Bottlenecks to interstellar sulfur chemistry

Sulfur-bearing hydrides in UV-illuminated gas and grains

¹ Instituto de Física Fundamental (CSIC). Calle Serrano 121-123, 28006 Madrid, Spain
e-mail: javier.r.goicoechea@csic.es
² Facultad de Ciencias. Universidad Autónoma de Madrid, 28049 Madrid, Spain
³ Institut de Radioastronomie Millimétrique (IRAM), Grenoble, France
⁴ LERMA, Observatoire de Paris, PSL Research University, CNRS, Sorbonne Universités, 92190 Meudon, France
⁵ Observatorio Astronómico Nacional (OAN), Alfonso XII, 3, 28014 Madrid, Spain
⁶ Max-Planck-Institut für Radioastronomie, Auf dem Hügel 69, 53121 Bonn, Germany
⁷ OASU/LAB-UMR5804, CNRS, Université Bordeaux, 33615 Pessac, France
⁸ European Southern Observatory, Alonso de Cordova 3107, Vitacura, Santiago, Chile

Received: 25 October 2020
Accepted: 23 December 2020

Abstract

Hydride molecules lie at the base of interstellar chemistry, but the synthesis of sulfuretted hydrides is poorly understood and their abundances often crudely constrained.
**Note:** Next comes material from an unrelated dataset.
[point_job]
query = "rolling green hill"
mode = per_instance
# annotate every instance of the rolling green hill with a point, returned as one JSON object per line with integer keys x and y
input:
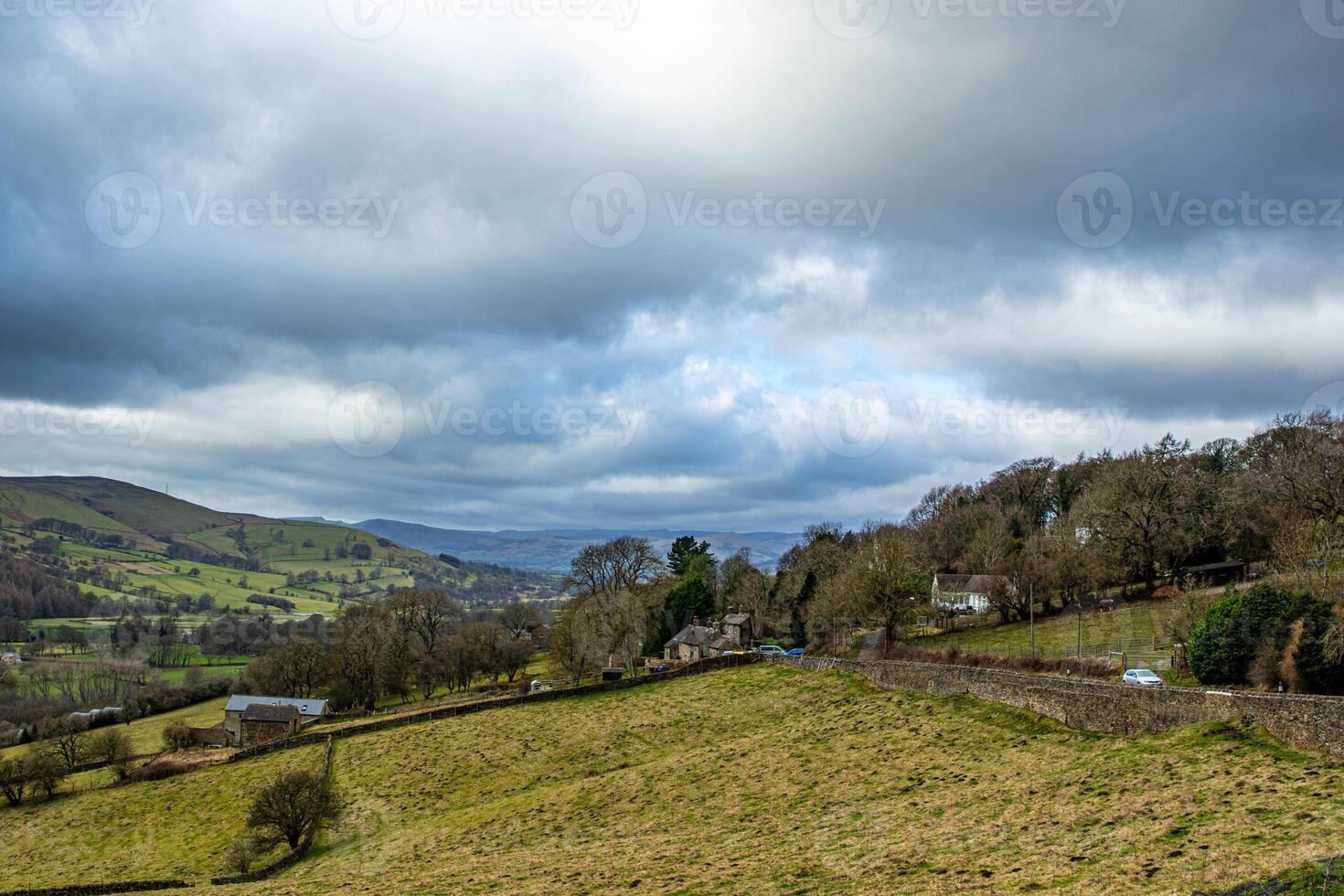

Motivated by new observations of the Orion Bar photodissociation region (PDR) – 1″ resolution ALMA images of SH⁺; IRAM 30 m detections of bright H₂³²S, H₂³⁴S, and H₂³³S lines; H₃S⁺ (upper limits); and SOFIA/GREAT observations of SH (upper limits) – we perform a systematic study of the chemistry of sulfur-bearing hydrides. We self-consistently determine their column densities using coupled excitation, radiative transfer as well as chemical formation and destruction models. We revise some of the key gas-phase reactions that lead to their chemical synthesis. This includes ab initio quantum calculations of the vibrational-state-dependent reactions SH⁺ + H₂(v) ⇄ H₂S⁺ + H and S + H₂ (v) ⇄ SH + H. We find that reactions of UV-pumped H₂(v ≥ 2) molecules with S⁺ ions explain the presence of SH⁺ in a high thermal-pressure gas component, P_th∕k ≈ 10⁸ cm⁻³ K, close to the H₂ dissociation front (at A_V < 2 mag). These PDR layers are characterized by no or very little depletion of elemental sulfur from the gas. However, subsequent hydrogen abstraction reactions of SH⁺, H₂S⁺, and S atoms with vibrationally excited H₂, fail to form enough H₂S⁺, H₃S⁺, and SH to ultimately explain the observed H₂S column density (~2.5 × 10¹⁴ cm⁻², with an ortho-to-para ratio of 2.9 ± 0.3; consistent with the high-temperature statistical value). To overcome these bottlenecks, we build PDR models that include a simple network of grain surface reactions leading to the formation of solid H₂S (s-H₂S). The higher adsorption binding energies of S and SH suggested by recent studies imply that S atoms adsorb on grains (and form s-H₂S) at warmer dust temperatures (T_d < 50 K) and closer to the UV-illuminated edges of molecular clouds. We show that everywhere s-H₂S mantles form(ed), gas-phase H₂S emission lines will be detectable. Photodesorption and, to a lesser extent, chemical desorption, produce roughly the same H₂S column density (a few 10¹⁴ cm⁻²) and abundance peak (a few 10⁻⁸) nearly independently of n_H and G₀. This agrees with the observed H₂S column density in the Orion Bar as well as at the edges of dark clouds without invoking substantial depletion of elemental sulfur abundances.